It's fabulous having the big guy home so I have a reason to cook again, to say nothing of the fact that I'm a little tired of all the carbs I've eaten in the last 5 days. Aren't you?
Last night's dinner needed to be something that was easy to prepare because we had a lot of catching up to do, but full of flavor too because I really wanted to hear the man of the house say "it's SOOO good to be home". Mission accomplished - this did the trick.
Adapted from Bon Appetit magazine, this chicken with its sweet/tart roasted lemons, salty olives and capers is real wow - absolutely chock full of exotic flavors. Including roasting the lemons, prepping and cooking the chicken and finishing the sauce, the whole dish takes about 20 minutes total and the result is a perfectly cooked, incredibly tender, lemony, salty, sweet dish with a hint of the Mediterranean. We enjoyed it along with a three bean salad dressed up with sun dried tomatoes and feta cheese and some sliced tomatoes, but I'm telling you it would be wonderful on a bed of couscous to soak up some of that to die for buttery sauce.
Chicken with Roasted Lemons, Green Olives and Capers
1 large lemon
Preheat oven to 325. Line a sheet pan with parchment paper.
Slice 1 large lemon into 12 thin slices. Brush with olive oil, sprinkle lightly with salt and bake for 20 minutes until lemons turn golden around the edges and look slightly dry. Set aside.
2 large skinless boneless chicken breasts
All purpose flour
Coarse ground pepper
2 tablespoons olive oil
1/2 cup sliced large pitted green olives (I used lemon stuffed olives)

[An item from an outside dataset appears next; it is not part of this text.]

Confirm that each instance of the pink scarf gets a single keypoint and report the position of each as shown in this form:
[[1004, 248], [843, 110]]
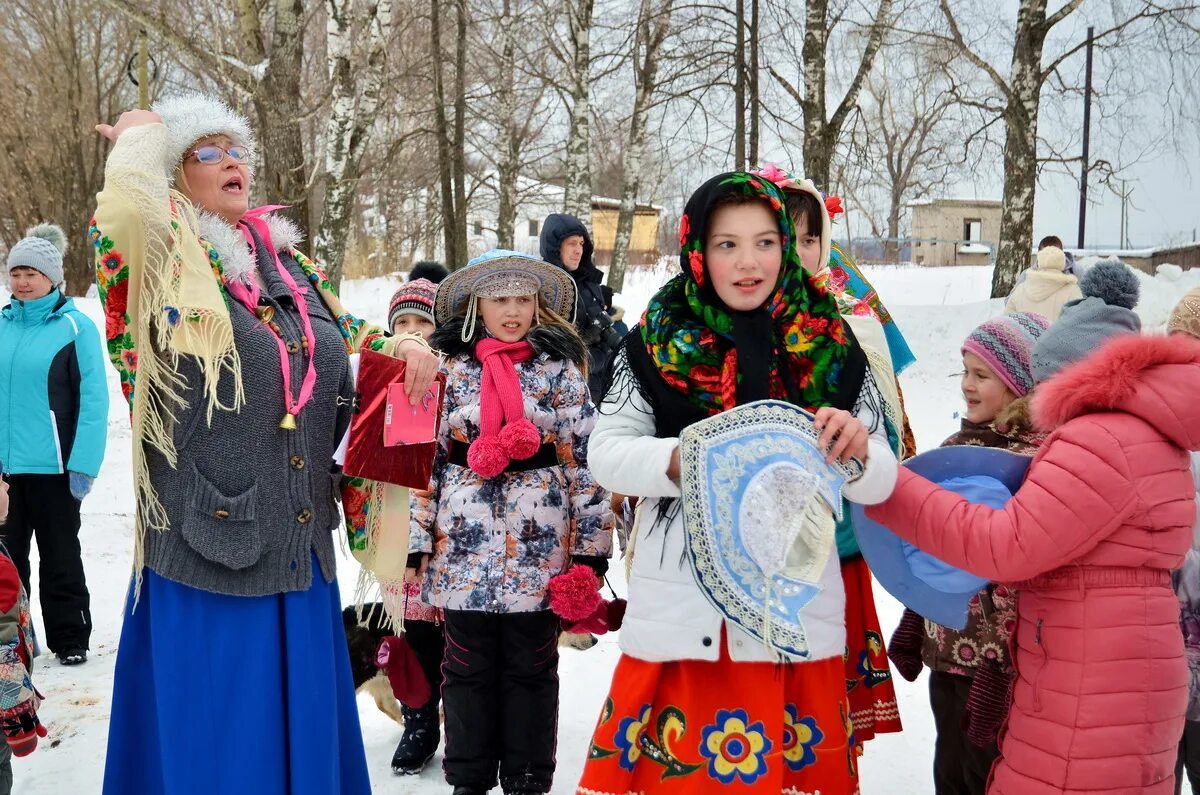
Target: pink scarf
[[247, 292], [504, 431]]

2 Tablespoons capers, rinsed and drained
1/2 cup white wine or vermouth
2 tablespoons cold butter, cut into pieces
2 tablespoons fresh parsley, chopped
Pound chicken slightly to a uniform half inch thickness. Coat with coarse ground pepper, then dredge in flour. Heat oil in a large sauté pan over medium high, add chicken and cook for 3 minutes or until golden brown. Flip over and cook another 2 minutes. Add wine to pan and lower heat to medium. Sprinkle olives and capers over top of chicken, cover and cook for 5 minutes. Remove from heat and stir butter pieces into sauce until butter has melted, scraping bottom of pan to incorporate browned bits into sauce. Top with roasted lemon slices and garnish with parsley. Serves 2.